In 1985, most businessmen were troubled by the outcome of Smith versus Van Gorkom. This was a case involving a cash merger of TransUnion for a substantial premium to the market price of that publicly traded stock.
Nevertheless, in a Ruling 3-2, the Delaware Supreme Court found that the Court of Chancery erred in dismissing the fiduciary action against TransUnion’s directors. The parties ended up settling the case for $23.5 million, which was $13.5 million more than the company’s A&D insurance policy.
Admittedly, the file reflects hasty decision-making on the part of the council. Nevertheless, a post-Van Gorkom the concern was whether this decision would cause business people to be reluctant to sit on boards of directors.
Although public reports indicate that the individual the administrators indeed did not end up paying the entire settlement being personally due to the benevolence of the purchaser, the threat of personal financial liability was all too real.
The Delaware legislature reacted quickly to the threat of losing capable administrators. In 1986, Section 102(b)(7) of the Delaware General Corporations Act was in place.
As originally built, DGCL Section 102(b)(7) allows Delaware corporations to include in their certificates of incorporation a provision that significantly reduces the possibility of a director being personally financially liable for violations of fiduciary dutyincluding the duty of care.
While the Van Gorkom the matter was a direct suit, the provisions of Section 102(b)(7) for directors apply to both derived costumes.
Called “exemption provisions,” section 102(b)(7) is not a pass for administrators. Directors can always be held personally liable for breaches of their duty of loyalty and good faith (i.e. Caremark Claims), willful misconduct or knowing violation of law, transactions involving improper personal benefits, and Section 174 violations regarding legal dividends, share buybacks and refunds.
Applicant Bar Innovation
When plaintiffs have attempted to bring duty of care suits against directors, exculpatory provisions have allowed corporations and their directors to quickly and effectively win their impeachment suits. This, as expected, discouraged plaintiff’s Bar from pursuing these lawsuits.
However, as plaintiff’s Bar is aware, corporate officers have the same fiduciary duties as directors, as clarified in a 2009 Delaware Supreme Court decision (Gantler v. Stephens). Recognizing this, the Plaintiff Bar has pursued a strategy of bringing legal action against the officers, knowing that Section 102(b)(7) does not protect them.
Amendments to the Delaware General Corporations Act
Amendments to section 102(b)(7) allow corporations to protect certain officers from personal monetary liability for shareholder claims related to breach of duty of care. The Delaware legislature has given corporations the ability to extend exculpatory provisions to certain senior officers such as:
- Chief executive officer
- Financial director
- Legal council
- Head of Accounting
- Top-earning executives as identified by public SEC filings
- Persons who consent to be identified as an officer
The exculpation for corporate officers has the same limitations as the exculpation provision for directors, ensuring that executives don’t get a pass either.

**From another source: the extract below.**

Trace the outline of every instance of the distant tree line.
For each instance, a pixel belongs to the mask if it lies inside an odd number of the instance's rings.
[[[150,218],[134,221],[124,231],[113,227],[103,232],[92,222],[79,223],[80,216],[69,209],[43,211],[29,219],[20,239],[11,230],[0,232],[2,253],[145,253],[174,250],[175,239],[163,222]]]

In addition, and unlike the case of corporate directors, exculpation of officers only applies to direct suits and not to derivative suits.
Similar to the situation of corporate directors, senior corporate officers can only benefit from the new exoneration provisions if the company takes the positive step of putting these provisions in its certificate of incorporation.
Such an approach will be relatively easy for companies in the process of being created. Officer exculpatory provisions will become as ubiquitous as director exculpatory provisions over time.
Existing private companies will want to ask their shareholders to vote to approve executive exoneration provisions after their boards meet and confirm that they want to make such a change to their certificates of incorporation.
Existing public companies can also ask shareholders to vote to approve changes to the executive exoneration provision to their certificates of incorporation. It could be a good thing to put on the agenda of the next annual meeting of shareholders.
Of course, public companies should consider whether proxy advisory firms like ISS and Glass Lewis will recommend that their clients vote to approve these changes. As of this writing, neither has released a position on the matter.
It is good practice for both public and private boards to take the time to discuss and record in the formal minutes of board meetings the reasons for adopting executive exoneration provisions.
There are, of course, all the typical reasons why companies promise to protect directors and officers, such as a desire to recruit and retain the best talent as well as concern that directors and officers can make decisions without fear of personal financial liability due to unsubstantiated claims.
An additional reason is that while D&O insurance is a good safety net to address financial liability concerns, it can be expensive, may not always be available, and cannot remedy the time lost in frivolous litigation. Additionally, a law firm notes that exonerating officers is permitted in some other states. Finally, the addition of the exculpation of officers at least partially addresses the inconsistent treatment of directors and officers, both of whom have fiduciary duties.